L’acidificazione degli oceani procede a livelli insostenibili e la salute dei mari è peggiorata più velocemente di quanto i precedenti rapporti prevedessero. In particolar modo è il ruolo degli oceani nell’equilibrio terrestre a essere gravemente compromesso. Per un lungo periodo, infatti, i mari sono stati capaci di assorbire oltre un terzo dell’anidride carbonica prodotta dall’uomo e questo ha per decenni sensibilmente limitato la visibilità degli effetti del cambiamento climatico. Assorbendo in modo così significativo il calore e le emissioni di anidride carbonica, gli oceani hanno quindi protetto l’uomo dalle conseguenze più immediate del global warming. Ora però la loro capacità di assorbimento è giunta a saturazione, e con essa la funzione di “scudo” che hanno esercitato. Se non ci sarà la capacità di mutare queste condizioni, la sorte di gran parte delle specie marine appare irrimediabilmente segnata. 

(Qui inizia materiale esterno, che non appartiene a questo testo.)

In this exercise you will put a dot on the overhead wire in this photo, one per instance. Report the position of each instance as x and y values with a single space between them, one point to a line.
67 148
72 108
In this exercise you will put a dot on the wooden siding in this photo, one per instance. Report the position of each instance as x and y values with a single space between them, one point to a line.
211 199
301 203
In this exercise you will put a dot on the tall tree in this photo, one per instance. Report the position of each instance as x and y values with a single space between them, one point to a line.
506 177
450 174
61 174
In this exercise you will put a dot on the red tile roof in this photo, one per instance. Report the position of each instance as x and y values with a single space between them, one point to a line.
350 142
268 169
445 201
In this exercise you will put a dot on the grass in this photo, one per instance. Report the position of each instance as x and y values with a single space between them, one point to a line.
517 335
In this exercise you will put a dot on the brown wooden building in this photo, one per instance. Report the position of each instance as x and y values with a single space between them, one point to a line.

Secondo il rapporto dell’Ipso gli attuali livelli di anidride carbonica nei mari sono di dieci volte superiori a quelli immediatamente precedenti all’ultima estinzione di massa, avvenuta nel Paleocene-Eocene, circa 55 milioni di anni fa. In questo momento, l’elevata acidità delle acque sta mettendo a repentaglio la formazione dei coralli e dei gusci di molte specie marine, indebolendone e dissolvendone le strutture, prevalentemente composte da carbonato di calcio. E i coralli così come le numerosissime specie dotate di guscio sono fondamentali per la vita di molte specie marine. Inoltre, in molti mari, l’aumento della temperatura delle acque sta portando alla sparizione di alcune specie di alghe e allo spropositato aumento di altre, alterando quindi l'equilibrio naturale. Secondo il rapporto, le conseguenze dell’acidificazione sono già nettamente visibili in alcune aree del pianeta, come la costa occidentale statunitense, dove sempre più spesso vengono pescate ostriche non sufficientemente sviluppate e rimaste allo stato larvale. 

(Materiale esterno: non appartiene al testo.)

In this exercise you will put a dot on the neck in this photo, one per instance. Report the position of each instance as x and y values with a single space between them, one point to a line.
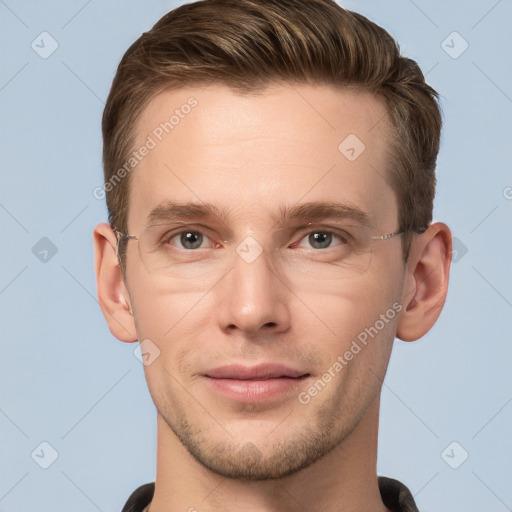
344 480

A monte del problema sta la scarsa consapevolezza della rilevanza della questione da parte della politica e dell’opinione pubblica. Quasi solo gli addetti ai lavori conoscono l’importanza delle condizioni degli oceani nell’equilibrio ambientale globale. Per citare solo due dati, pochi sanno che il plancton marino produce il 40% dell’ossigeno presente nell'atmosfera e che il 90% di tutte le specie animali e vegetali si trova in acqua. Ma è in mare, prima che sulla terra, il vero pericolo del global warming, ed è qui che si misurano in tutta la loro portata le conseguenze dell'eccesso di anidride carbonica prodotta dalle attività umane.

Le attuali politiche di riduzione delle emissioni sono del tutto inadeguate, specie perché i risultati effettivi sulla salute dei mari si vedono a distanza di anni. Questo significa che ulteriore acidificazione e riscaldamento saranno comunque inevitabili anche se le emissioni venissero ridotte drasticamente dall’oggi al domani. E nemmeno il contingente ed estremamente grave problema della sovra-pesca, largamente eccedente i livelli di sostenibilità, pare essere preso molto sul serio. In molti paesi, i pesci più consumati sono ormai considerati a rischio di estinzione. Ma ciò nonostante tra interessi contrapposti e veti incrociati appare tutt'ora molto difficile il raggiungimento di accordi internazionali sulle regole di pesca e sulla tutela dei mari.